A Dublin estate that was launched by soccer star Jamie Redknapp and his pop star wife Louise in 2007 is now being used to provide social housing.
Belmayne, near Darndale, as billed to be a place of luxury living - with ads featuring models in suggestive poses in plush surroundings.
It was to be the biggest housing development in north Dublin until the economy took a nosedive and it was left unfinished.
The property crash put paid to the dream and Belmayne largely became a ghost estate.
The State's largest housing association, Cluid, manages 134 apartments in the estate, and now another 125 apartments have been completed for tenants in Churchwell Rise.

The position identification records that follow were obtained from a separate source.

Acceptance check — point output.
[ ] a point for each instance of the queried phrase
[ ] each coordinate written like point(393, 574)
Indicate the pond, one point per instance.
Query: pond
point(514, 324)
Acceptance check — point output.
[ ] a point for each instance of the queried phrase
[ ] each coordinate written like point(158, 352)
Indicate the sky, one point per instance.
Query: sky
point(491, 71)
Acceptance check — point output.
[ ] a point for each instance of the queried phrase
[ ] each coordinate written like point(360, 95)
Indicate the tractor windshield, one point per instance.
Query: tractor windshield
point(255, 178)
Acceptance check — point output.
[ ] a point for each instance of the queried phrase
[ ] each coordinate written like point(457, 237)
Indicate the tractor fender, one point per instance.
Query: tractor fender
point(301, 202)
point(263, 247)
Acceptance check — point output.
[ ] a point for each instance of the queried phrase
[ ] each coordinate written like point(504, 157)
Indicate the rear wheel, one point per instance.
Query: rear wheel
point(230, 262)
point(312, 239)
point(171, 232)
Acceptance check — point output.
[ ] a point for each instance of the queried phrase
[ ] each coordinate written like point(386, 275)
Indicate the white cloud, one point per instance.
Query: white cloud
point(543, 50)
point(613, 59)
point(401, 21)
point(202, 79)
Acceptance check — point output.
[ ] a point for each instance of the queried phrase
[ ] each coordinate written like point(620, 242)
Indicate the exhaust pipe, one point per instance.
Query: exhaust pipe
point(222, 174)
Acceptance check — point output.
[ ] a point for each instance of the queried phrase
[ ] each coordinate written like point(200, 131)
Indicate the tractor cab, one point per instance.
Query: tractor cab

Environment Minister Alan Kelly said the development was a model of how social housing can be provided.
Jamie Redknapp
In 2007, developers Stanley Holdings and LM Developments announced plans to build more than 2,000 homes in Belmayne.
But less than half of the apartments, some of which were priced at €500,000, were built, and a large number of them lay unoccupied for many years which turned the development into a ghost estate.
In 2009 Cluid, with housing associations Hail and Sonas, bought 75 completed homes there while Dublin City Council bought 59 of them and appointed Cluid as management agents.
Cluid spokeswoman Karen Kennedy said the estate was in poor condition at the time, with high rates of anti-social behaviour, rubbish piled up on the streets, and derelict buildings everywhere.
Almost all the properties are now occupied and there is a growing sense of community, according to Ms Kennedy.
Last year Cluid, which is a not-for-profit organisation, reached agreement with Nama to take over the 125 Church Rise apartments through a lease agreement.
This sees Cluid pay a percentage of the rents it collects to the agency's property company, Nama Asset Residential Property Services.
More than half of the newly-finished apartments are social rented homes for people on Dublin City Council's housing waiting list.
Of these, one-third are reserved for people who have been homeless.
rent
The remaining homes are let at market rents to those who can afford to pay a higher rent.
This is not the first time that Belamayne has been used for emergency housing since the property market crash killed-off its original plan.
Many families who were evacuated from the fire-trap Priory Hall estate in 2011 were given temporary homes in the estate while the legal minefield over it was thrashed out in the courts in a process that was only finalised last year.